Punica Púnica L. [C. Linnaeus], – van Lat. punĭcus, Punisch, Phoenicisch. – De granaatappels heetten bij de oude Romeinen poma punĭca, Punisch ooft, omdat de beste werden ingevoerd uit de Punische (Phoenicische) kolonie Carthāgo.
punica púnica, – zie punĭcus.
Punicaceae Punicáceae, – plantenfam. als type waarvan het gesl. Punĭca geldt.
puniceus puníceus (-a, -um), – Latinizeering van Gr. phoinikĕos [van phoinix (phoinīkos), de purperkleurige verfstof, welke door de Phoeniciërs was uitgevonden], purperrood.
punicus púnicus (-a, -um), – (Lat.) Phoenicisch, overdrachtelijk: purperkleurig, naar de purperkleurige verfstof, welke door de Phoeniciërs was uitgevonden.
puntjakensis puntjakénsis (-is, -e), – van Soend. poentjak, dat eigenlijk heuvel- of bergtop beteekent, doch hier als eigennaam is gebezigd voor den ±1480 Μ. hoogen top van den bergpas tusschen den Pangerango en den Megamendoeng, Z.O. van Buitenzorg, op de grens der residenties Batavia en Preanger-Regentschappen: afkomstig van den Poentjak of daar het eerst gevonden.
Pupalia Pupália A. L. Juss. [A. L. de Jussieu (1748-1836), hoogleeraar te Parijs], – Latinizeering van den Engelschind. plantennaam pupali.
pupilla pupílla, – (Lat.) oogappel, pupil. – Bij Nephelĭum – Wight [R. Wight] zinspeelt de soortnaam op het donkerkleurige zaad in den bleeken zaadrok.
pupillum pupíllum (Nephelĭum – Wight [R. Wight]), – foutief voor pupilla.
pura pura, – zie purus.
purdomi purdómi, – 2e nv. van Purdōmus, Latinizeering van Purdom: van Purdom, gevonden door Purdom, genoemd naar Purdom. – Planten van dezen naam zijn genoemd naar William Purdom (1880, Heversham, N. van Lancaster, Engeland; 1921, Peking), van 1902-08 tuinman van den bot. tuin te Kew, van 1909-11 verzamelaar in N.W. China voor de firma Veitch (zie Veitchĭa) en voor het Arnold Arboretum te Boston, van 1914-15 metgezel van R. J. Farrer (zie farrēri) in China, van 1915 tot aan zijn dood boschbouwkundig adviseur der Chin, regeering. Hij illustreerde en schreef eenige publicaties.

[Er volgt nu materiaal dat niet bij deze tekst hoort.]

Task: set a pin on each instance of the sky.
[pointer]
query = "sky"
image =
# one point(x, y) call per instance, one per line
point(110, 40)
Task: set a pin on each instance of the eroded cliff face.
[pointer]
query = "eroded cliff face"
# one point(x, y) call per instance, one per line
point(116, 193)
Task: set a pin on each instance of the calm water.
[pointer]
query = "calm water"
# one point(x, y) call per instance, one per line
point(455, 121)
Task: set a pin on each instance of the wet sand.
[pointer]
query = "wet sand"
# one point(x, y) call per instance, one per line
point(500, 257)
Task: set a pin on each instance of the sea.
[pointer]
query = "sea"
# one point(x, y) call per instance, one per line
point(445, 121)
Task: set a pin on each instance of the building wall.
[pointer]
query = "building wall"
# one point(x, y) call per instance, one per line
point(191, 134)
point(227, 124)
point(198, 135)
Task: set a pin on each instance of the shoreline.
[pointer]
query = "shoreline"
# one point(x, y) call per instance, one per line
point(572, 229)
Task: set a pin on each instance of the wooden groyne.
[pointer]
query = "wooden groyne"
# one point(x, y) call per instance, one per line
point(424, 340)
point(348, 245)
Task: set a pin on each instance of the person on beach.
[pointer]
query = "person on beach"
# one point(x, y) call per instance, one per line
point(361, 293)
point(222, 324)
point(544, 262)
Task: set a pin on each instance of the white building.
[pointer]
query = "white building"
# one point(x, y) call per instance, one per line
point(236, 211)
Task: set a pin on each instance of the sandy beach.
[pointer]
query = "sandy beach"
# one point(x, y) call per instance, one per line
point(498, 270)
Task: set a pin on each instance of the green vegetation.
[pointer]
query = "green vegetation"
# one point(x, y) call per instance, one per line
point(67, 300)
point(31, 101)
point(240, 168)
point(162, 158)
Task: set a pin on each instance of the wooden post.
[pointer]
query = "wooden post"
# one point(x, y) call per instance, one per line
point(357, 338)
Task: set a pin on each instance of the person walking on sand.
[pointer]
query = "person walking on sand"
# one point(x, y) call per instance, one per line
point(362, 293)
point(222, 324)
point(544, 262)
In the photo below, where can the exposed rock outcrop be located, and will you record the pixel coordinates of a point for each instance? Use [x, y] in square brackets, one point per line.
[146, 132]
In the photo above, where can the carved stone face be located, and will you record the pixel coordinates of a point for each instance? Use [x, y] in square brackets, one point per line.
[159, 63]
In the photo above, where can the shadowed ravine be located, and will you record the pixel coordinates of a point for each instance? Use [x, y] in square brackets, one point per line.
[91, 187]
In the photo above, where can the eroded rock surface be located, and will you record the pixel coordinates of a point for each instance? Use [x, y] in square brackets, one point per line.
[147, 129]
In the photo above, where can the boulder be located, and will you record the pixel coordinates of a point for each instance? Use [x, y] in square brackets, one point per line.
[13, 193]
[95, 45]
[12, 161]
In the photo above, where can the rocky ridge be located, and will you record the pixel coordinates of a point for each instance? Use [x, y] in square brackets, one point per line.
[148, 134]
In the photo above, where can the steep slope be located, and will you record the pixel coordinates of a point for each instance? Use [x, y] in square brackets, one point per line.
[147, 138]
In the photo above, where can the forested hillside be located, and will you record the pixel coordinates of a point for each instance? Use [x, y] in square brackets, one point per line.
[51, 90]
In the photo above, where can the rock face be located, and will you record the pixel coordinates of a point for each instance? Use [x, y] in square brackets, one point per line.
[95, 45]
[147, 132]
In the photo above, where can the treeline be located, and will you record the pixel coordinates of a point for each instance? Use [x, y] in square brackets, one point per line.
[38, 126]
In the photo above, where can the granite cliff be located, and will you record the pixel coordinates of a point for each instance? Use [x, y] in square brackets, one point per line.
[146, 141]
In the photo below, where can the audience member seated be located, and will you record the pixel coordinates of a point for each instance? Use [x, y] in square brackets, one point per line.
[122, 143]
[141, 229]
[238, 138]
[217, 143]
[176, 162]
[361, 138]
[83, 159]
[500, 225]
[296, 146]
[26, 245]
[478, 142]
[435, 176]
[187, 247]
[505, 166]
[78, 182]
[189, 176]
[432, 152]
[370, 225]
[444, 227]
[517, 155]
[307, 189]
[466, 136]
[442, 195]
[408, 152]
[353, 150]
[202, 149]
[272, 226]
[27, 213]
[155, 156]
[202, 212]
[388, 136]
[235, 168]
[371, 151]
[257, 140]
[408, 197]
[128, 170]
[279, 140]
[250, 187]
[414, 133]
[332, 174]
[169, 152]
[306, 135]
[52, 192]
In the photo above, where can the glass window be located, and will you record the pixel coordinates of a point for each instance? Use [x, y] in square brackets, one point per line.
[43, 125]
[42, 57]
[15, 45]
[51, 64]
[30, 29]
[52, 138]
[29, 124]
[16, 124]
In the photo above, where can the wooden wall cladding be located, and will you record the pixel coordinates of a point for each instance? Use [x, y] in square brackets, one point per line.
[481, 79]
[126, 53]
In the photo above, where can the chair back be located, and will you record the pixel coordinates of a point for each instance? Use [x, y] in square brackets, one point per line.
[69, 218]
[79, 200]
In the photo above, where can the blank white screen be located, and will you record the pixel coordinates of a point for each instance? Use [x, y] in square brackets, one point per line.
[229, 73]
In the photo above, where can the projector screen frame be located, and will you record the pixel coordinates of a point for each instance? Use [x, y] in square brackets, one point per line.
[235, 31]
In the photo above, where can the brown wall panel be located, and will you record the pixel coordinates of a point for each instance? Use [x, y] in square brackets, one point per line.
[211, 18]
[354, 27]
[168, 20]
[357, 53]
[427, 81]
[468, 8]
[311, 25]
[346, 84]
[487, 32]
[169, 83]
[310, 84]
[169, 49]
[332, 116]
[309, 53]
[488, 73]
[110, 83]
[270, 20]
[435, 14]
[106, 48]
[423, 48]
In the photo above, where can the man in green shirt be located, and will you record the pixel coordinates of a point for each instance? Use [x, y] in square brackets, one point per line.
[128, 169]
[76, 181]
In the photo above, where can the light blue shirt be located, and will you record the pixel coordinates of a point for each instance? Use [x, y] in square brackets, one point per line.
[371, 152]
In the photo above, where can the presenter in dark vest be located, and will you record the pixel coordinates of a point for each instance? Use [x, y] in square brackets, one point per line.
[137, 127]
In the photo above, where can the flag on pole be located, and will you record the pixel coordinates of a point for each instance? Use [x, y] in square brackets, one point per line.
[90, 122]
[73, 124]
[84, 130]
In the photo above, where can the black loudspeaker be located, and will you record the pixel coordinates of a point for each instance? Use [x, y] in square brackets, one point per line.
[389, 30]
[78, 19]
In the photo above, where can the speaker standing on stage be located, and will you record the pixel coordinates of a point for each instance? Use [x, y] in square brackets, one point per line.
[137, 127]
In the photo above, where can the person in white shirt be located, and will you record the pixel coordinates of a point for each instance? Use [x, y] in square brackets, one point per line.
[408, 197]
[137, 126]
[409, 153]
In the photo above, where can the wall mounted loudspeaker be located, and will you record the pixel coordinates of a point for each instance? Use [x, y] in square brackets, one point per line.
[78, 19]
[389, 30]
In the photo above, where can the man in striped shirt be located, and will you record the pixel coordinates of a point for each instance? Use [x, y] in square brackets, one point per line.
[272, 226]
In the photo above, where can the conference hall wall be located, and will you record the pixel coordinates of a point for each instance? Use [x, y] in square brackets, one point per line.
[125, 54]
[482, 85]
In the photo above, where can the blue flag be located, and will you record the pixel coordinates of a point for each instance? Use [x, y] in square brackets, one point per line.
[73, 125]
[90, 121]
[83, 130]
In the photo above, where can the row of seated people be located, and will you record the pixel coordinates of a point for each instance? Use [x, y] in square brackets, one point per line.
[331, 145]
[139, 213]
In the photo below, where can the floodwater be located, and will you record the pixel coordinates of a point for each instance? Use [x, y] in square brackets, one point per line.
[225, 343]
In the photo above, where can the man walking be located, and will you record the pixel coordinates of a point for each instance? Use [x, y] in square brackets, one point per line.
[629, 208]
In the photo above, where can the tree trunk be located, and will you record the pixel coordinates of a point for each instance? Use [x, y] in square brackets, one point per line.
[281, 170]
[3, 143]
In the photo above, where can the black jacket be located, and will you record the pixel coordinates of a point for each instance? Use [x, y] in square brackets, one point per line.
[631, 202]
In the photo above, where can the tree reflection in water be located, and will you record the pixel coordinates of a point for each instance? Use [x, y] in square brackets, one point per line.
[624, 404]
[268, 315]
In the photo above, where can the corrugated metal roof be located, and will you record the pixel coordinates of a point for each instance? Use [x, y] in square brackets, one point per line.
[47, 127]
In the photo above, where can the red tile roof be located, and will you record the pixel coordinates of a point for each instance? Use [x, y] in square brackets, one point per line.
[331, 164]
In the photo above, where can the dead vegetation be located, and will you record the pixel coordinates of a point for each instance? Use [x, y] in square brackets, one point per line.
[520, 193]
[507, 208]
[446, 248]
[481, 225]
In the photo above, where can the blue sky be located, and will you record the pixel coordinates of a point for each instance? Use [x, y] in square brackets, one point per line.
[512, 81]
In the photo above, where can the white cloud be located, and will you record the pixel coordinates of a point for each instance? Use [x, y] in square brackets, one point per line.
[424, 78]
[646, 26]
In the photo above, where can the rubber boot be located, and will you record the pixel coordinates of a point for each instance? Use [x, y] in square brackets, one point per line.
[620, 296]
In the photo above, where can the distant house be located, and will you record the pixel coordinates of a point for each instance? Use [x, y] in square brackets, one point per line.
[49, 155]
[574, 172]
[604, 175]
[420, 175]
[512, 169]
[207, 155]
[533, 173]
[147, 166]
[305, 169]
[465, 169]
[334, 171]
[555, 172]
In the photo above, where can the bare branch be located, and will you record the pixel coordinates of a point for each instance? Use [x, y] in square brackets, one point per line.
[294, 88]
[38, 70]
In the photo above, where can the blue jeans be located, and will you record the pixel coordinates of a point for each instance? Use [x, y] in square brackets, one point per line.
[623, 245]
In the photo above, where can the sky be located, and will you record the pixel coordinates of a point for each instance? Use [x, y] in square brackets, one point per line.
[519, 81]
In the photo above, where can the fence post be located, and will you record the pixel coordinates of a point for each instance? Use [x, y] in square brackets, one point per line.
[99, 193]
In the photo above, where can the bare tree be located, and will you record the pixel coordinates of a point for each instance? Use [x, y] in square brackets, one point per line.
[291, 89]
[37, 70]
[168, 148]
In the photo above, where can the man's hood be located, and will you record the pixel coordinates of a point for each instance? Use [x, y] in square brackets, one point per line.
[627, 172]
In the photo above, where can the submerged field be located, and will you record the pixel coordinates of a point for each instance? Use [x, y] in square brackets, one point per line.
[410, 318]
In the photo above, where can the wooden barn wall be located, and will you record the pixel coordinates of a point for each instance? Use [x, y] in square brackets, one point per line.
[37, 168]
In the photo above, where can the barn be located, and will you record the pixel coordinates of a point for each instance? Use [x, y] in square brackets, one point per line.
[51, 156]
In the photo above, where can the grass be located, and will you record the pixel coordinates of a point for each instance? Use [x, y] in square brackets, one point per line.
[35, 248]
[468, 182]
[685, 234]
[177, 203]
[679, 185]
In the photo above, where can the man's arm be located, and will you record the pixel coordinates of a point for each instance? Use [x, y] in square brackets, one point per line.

purdyi púrdyi, – 2e nv. van Purdўus, Latinizeering van Purdy: van Purdy, gevonden door Purdy, genoemd naar Purdy. – Planten van dezen naam zijn genoemd naar haar ontdekker, Carlton Elmer Purdy (1864, in Michigan; X), gedurende vele jaren bloemkweeker te Ukiah (Californië), die zich vooral toelegde op het kweeken van in Amerika inheemsche bolgewassen, waarover hij vele publicaties geschreven heeft.
purga purga, – van Lat. purgāre (van purus, rein; agĕre, maken), rein maken, reinigen: reinigende, dwz. darmreinigende, als purgeermiddel gebezigde plant.
purgans purgans, – van Lat. purgāre (van purus, rein; agĕre, maken), rein maken, reinigen: reinigend, darmreinigend, purgeerend. Vgl. cathartĭcus.
purissimus puríssimus (-a, -um), – overtr. trap van Lat. purus, zuiver, rein: zeer zuiver, zeer rein, bij uitbreiding: helderwit.
purpurascens purpuráscens, – van Lat. purpurascĕre (van purpurāre, purperrood zijn, en dit weer van purpŭra, purper), purperkleurig worden: purperkleurig wordend, dwz. licht purper of ten deele purperkleurig.
purpuratus purpurátus (-a, -um), – van Lat. purpurāre (van purpŭra, purper), purperkleurig maken: purperkleurig.
purpurea purpúrea, – zie purpurĕus.
purpureiflórus purpureiflórus (-a, -um), – van Lat. purpurĕus, purperkleurig; flos (flōris), bloem: met purperkleurige bloemen.
purpureifolius purpureifólius (-a, -um), – van Lat. purpurĕus, purperkleurig; folĭum, blad: met purperkleurige bladeren.
purpurellus purpuréllus (-a, -um), – verkleinw. van Lat. purpurĕus, purperkleurig: licht purperkleurig.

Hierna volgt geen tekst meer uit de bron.